Institut de Neurosciences Cognitives et Intégratives d’Aquitaine, CNRS UMR 5287, Université de Bordeaux, 33076 Bordeaux, France

Received 26 February 2016; Accepted 11 April 2016

Academic Editor: Mathias Dutschmann

Copyright © 2016 Marc Chevalier et al. This is an open access article distributed under the Creative Commons Attribution License, which permits unrestricted use, distribution, and reproduction in any medium, provided the original work is properly cited.

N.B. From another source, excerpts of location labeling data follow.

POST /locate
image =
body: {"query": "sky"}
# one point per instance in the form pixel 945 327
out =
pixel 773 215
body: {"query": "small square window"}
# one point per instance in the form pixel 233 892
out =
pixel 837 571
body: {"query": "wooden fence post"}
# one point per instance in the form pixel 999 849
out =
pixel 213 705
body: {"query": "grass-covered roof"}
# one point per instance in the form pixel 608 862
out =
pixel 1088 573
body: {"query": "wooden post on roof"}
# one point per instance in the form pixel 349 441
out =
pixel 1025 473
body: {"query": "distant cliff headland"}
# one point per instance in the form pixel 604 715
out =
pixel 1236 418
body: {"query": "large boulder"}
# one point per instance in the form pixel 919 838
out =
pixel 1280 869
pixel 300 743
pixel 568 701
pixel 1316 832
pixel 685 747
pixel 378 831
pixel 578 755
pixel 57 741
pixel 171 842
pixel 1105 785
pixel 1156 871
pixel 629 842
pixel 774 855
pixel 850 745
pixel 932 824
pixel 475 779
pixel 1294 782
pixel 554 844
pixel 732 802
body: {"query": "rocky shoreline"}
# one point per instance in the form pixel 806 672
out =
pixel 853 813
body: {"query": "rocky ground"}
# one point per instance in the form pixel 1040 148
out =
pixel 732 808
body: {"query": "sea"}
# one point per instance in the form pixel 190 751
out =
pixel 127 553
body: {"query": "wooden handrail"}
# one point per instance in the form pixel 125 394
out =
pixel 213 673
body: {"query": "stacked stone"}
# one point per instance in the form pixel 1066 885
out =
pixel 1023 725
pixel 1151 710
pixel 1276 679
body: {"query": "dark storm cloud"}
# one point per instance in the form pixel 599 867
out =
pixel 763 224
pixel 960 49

Breathing is a rhythmic behavior that requires organized contractions of respiratory effector muscles. This behavior must adapt to constantly changing conditions in order to ensure homeostasis, proper body oxygenation, and CO2/pH regulation. Respiratory rhythmogenesis is controlled by neural networks located in the brainstem. One area considered to be essential for generating the inspiratory phase of the respiratory rhythm is the preBötzinger complex (preBötC). Rhythmogenesis emerges from this network through the interplay between the activation of intrinsic cellular properties (pacemaker properties) and intercellular synaptic connections. Respiratory activity continuously changes under the impact of numerous modulatory substances depending on organismal needs and environmental conditions. The preBötC network has been shown to become active during the last third of gestation. But only little is known regarding the modulation of inspiratory rhythmicity at embryonic stages and even less on a possible role of pacemaker neurons in this functional flexibility during the prenatal period. By combining electrophysiology and calcium imaging performed on embryonic brainstem slice preparations, we provide evidence showing that embryonic inspiratory pacemaker neurons are already intrinsically sensitive to neuromodulation and external conditions (i.e., temperature) affecting respiratory network activity, suggesting a potential role of pacemaker neurons in mediating rhythm adaptation to modulatory stimuli in the embryo.